Un gigante deja la playa

 

Llegó a su fin la novela Fernando Martínez. El jugador más ganador en la historia del Club Malvín tomó la determinación de dejar la playa y defender otra camiseta. El debate recién empieza. ¿Vos qué opinás?

 

 

Sin dudas fue un gigante del Club Malvín desde aquella temporada que culminó con el 5 de febrero en el primer título de la institución playera. En ese año fue considerado el MVP del torneo y comenzó su amor incondicional con la hinchada azul, en la cual inspiró una ferviente religión: para muchos el Enano fue Dios.

Desde aquel 2006 a este 2016 Fernando se consagró como ídolo indiscutido de Malvín. Logró 4 campeonatos defendiendo los colores del club del barrio, un podio internacional y además se transformó en el goleador histórico de la institución, superando los 6000 puntos.

En el último juego ante Defensor Sporting, donde Malvín queda afuera del campeonato en esta temporada, fue el que dio la cara en la derrota, ingresando con buenos minutos de rendimiento en un equipo cansado que no dio pie ante un rival que lo superó táctica y físicamente.

Además es el jugador que despierta mayor interés desde el punto de vista del marketing. La camiseta 44, su camiseta, es la que más se vende en el Club con una diferencia abismal ante el resto.

Su condición de ídolo es indiscutida, se la ganó por mérito propio dejando todo en la cancha cada vez que le tocó jugar. La hinchada se lo reconoce, como también la Comisión Directiva que le fue renovando el contrato año tras año y con muy buenos salarios.
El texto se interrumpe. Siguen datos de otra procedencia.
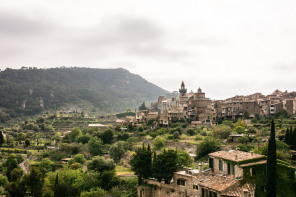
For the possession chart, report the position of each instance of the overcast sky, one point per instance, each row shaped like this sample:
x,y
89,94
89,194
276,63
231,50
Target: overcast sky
x,y
226,47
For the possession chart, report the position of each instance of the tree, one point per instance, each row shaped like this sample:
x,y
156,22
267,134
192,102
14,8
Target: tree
x,y
95,146
241,123
36,181
183,159
117,150
46,164
141,163
10,163
208,145
107,136
158,143
271,164
143,107
190,131
75,132
108,179
221,131
94,192
239,129
79,158
164,165
176,136
1,138
83,139
27,142
100,164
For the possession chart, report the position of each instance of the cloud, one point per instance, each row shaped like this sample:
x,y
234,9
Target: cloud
x,y
18,26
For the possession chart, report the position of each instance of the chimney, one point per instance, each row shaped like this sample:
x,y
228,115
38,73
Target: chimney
x,y
200,167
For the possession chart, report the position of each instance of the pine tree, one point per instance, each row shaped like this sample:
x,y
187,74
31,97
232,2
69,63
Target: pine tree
x,y
271,164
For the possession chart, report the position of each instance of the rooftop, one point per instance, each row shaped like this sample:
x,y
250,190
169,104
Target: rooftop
x,y
216,182
235,155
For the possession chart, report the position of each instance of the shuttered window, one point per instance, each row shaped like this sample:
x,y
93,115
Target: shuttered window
x,y
221,165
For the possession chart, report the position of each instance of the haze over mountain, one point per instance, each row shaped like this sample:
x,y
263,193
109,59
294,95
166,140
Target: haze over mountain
x,y
32,91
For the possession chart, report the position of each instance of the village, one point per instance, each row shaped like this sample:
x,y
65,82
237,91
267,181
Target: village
x,y
221,147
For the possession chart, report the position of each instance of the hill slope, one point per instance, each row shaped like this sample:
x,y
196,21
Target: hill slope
x,y
31,91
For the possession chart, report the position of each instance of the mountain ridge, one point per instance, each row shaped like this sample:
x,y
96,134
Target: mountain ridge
x,y
30,91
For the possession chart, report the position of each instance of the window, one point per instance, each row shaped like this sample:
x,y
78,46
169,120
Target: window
x,y
181,182
253,171
221,165
228,168
211,163
195,187
233,169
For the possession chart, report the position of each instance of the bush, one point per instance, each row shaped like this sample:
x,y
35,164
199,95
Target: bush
x,y
79,158
176,135
203,133
190,131
159,142
239,129
208,145
198,137
221,131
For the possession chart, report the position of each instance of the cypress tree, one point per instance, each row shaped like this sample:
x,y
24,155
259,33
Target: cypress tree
x,y
1,138
271,164
293,139
287,136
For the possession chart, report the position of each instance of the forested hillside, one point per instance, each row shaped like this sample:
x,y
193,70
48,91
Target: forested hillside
x,y
32,91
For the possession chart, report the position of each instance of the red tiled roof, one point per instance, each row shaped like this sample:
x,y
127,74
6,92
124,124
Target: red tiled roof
x,y
235,155
216,182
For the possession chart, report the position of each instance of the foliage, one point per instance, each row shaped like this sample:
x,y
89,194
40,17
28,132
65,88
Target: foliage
x,y
208,145
95,146
27,142
164,165
1,138
141,163
143,107
83,139
36,181
94,192
79,158
117,150
183,159
10,163
228,123
239,129
107,136
176,135
46,164
159,142
60,86
190,131
221,131
75,132
100,164
271,164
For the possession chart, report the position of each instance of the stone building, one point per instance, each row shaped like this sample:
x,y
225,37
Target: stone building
x,y
224,178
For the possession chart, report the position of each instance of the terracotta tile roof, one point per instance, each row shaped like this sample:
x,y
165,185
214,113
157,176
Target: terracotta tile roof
x,y
247,189
216,182
235,155
254,163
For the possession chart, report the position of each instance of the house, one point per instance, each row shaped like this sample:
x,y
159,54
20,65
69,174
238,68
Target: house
x,y
223,178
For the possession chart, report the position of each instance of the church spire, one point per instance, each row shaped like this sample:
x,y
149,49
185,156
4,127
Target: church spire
x,y
183,90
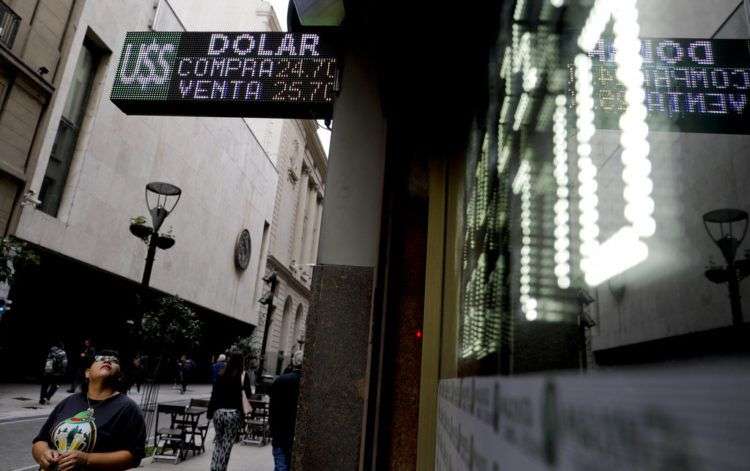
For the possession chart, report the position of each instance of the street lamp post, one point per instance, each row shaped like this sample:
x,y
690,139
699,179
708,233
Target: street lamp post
x,y
161,199
273,281
729,240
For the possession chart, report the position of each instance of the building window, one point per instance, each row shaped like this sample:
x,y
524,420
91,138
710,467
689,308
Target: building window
x,y
68,131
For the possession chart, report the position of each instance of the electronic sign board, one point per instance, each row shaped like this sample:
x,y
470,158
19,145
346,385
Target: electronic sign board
x,y
233,74
691,85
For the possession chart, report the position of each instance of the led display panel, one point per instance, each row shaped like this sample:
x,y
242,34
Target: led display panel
x,y
691,85
237,74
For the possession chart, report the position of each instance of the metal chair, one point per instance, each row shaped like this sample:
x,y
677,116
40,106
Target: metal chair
x,y
172,437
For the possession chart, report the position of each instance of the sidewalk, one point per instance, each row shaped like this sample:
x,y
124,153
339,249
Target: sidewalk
x,y
243,458
22,400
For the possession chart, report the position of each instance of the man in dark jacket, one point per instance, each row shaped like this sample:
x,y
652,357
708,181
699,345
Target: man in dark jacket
x,y
283,411
217,367
85,358
54,368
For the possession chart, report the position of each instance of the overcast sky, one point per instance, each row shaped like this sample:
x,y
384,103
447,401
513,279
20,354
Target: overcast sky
x,y
280,6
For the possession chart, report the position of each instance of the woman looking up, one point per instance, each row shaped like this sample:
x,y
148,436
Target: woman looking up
x,y
96,429
227,410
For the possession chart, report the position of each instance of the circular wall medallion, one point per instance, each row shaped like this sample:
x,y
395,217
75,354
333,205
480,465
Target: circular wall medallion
x,y
242,250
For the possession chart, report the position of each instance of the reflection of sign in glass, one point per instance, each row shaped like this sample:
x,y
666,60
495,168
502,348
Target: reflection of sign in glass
x,y
691,85
227,74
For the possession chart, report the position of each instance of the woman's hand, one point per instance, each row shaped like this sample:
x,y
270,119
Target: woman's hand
x,y
71,460
49,458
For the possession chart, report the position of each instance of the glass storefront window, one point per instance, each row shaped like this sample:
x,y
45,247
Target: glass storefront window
x,y
67,134
616,127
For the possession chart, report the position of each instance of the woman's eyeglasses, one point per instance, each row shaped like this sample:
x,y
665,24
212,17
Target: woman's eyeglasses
x,y
108,358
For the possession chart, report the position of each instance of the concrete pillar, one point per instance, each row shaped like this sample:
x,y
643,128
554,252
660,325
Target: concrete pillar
x,y
316,232
334,386
299,223
310,215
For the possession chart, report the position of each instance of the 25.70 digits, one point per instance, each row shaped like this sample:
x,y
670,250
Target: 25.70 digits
x,y
314,91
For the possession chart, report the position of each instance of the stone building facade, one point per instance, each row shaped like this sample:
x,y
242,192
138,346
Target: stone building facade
x,y
293,244
73,169
35,35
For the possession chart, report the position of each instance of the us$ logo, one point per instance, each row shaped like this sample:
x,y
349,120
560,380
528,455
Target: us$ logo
x,y
146,65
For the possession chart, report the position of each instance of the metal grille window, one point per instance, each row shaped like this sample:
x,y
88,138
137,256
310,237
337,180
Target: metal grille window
x,y
9,22
67,133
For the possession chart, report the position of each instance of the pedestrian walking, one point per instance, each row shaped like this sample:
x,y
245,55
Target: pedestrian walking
x,y
52,374
83,361
283,413
216,368
184,368
226,409
137,374
98,428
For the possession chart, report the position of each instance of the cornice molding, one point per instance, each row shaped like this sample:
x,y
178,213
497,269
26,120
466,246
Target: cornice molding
x,y
286,274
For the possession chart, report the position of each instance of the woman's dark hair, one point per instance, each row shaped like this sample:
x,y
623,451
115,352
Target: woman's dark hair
x,y
233,369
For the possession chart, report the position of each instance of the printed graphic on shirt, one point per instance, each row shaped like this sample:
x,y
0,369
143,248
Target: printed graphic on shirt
x,y
76,433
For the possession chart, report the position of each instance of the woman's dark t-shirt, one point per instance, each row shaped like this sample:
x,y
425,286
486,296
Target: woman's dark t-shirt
x,y
116,425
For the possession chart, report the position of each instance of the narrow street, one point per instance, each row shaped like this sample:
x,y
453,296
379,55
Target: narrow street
x,y
15,440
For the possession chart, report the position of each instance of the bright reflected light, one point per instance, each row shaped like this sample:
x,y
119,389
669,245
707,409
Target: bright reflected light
x,y
619,253
562,207
625,249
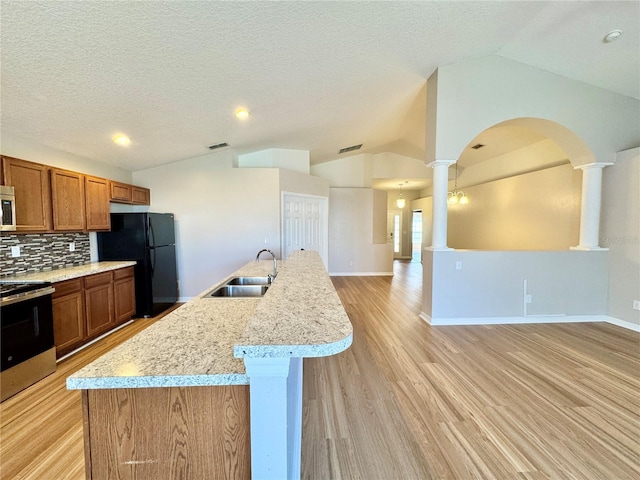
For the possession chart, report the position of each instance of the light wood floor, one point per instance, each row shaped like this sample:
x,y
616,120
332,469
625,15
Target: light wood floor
x,y
407,401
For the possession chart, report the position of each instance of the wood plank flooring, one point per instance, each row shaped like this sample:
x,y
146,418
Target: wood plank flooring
x,y
408,401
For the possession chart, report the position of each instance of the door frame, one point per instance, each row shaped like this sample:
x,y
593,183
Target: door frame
x,y
324,254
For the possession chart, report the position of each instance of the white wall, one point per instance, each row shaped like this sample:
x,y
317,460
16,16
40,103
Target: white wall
x,y
476,94
620,233
353,171
352,250
296,160
223,215
536,211
488,287
392,165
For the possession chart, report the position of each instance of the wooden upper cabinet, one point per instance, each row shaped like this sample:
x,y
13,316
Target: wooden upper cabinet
x,y
33,193
120,192
97,203
140,195
68,200
125,193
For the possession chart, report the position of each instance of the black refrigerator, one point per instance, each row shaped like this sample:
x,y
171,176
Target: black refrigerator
x,y
149,239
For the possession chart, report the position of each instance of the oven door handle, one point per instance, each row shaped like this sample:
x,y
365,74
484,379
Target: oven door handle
x,y
27,296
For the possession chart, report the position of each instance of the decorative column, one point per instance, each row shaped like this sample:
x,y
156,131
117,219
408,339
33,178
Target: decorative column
x,y
439,212
590,210
275,389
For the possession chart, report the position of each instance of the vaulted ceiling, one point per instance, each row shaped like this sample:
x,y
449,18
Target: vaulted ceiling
x,y
315,76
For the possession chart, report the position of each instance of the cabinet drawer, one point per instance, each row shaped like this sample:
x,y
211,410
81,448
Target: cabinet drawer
x,y
67,287
98,279
122,273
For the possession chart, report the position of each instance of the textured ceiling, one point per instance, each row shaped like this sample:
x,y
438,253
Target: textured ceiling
x,y
316,76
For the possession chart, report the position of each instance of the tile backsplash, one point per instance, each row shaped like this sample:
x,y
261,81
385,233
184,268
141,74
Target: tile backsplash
x,y
42,251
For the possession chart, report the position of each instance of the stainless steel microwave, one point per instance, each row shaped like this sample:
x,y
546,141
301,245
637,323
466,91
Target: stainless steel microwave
x,y
8,202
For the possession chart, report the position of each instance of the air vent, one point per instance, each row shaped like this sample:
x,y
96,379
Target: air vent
x,y
350,149
218,145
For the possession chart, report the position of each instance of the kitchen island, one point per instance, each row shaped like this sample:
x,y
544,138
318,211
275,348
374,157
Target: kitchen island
x,y
214,389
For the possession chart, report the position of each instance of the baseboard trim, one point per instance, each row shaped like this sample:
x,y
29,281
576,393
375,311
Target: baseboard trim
x,y
530,319
361,274
623,323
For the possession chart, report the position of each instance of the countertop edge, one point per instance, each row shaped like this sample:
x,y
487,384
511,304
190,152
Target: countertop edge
x,y
284,351
159,381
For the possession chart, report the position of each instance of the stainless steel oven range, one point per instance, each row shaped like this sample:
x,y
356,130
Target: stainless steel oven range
x,y
27,349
Fernando Martínez es ante todo un profesional, y así lo hizo saber al final de esta temporada cuando le planteó a la Comisión Directiva su deseo de dejar Malvín y jugar por otro equipo.

Allí comenzó esta novela.

Fernando Martínez pidió para irse

Fernando Martínez pidió para irse

 

Este fin de semana la noticia de que Fernando Martínez dejó a Malvín conmocionó a muchos hinchas playeros. Las redes sociales explotaron de muestras de adhesión y afecto como también de críticas por abandonar al club en este momento cuando más se lo necesitaba.

Es que en el marco de la reducción del presupuesto destinado al básquetbol para priorizar obras, tanto Pablo López como la Comisión Directiva, confiaban en que el jugador referente fuera parte del equipo con mayor protagonismo. Por eso se resolvió renovar el contrato al talentoso capitán azul.

Sin embargo en la cabeza del Enano revoloteaba otra idea. Fue creciendo en su interior el pensamiento de dejar Malvín y defender otra camiseta. Por lo que sabemos al cierre de la temporada Fernando tuvo tres propuestas: Aguada, Goes y Olimpia.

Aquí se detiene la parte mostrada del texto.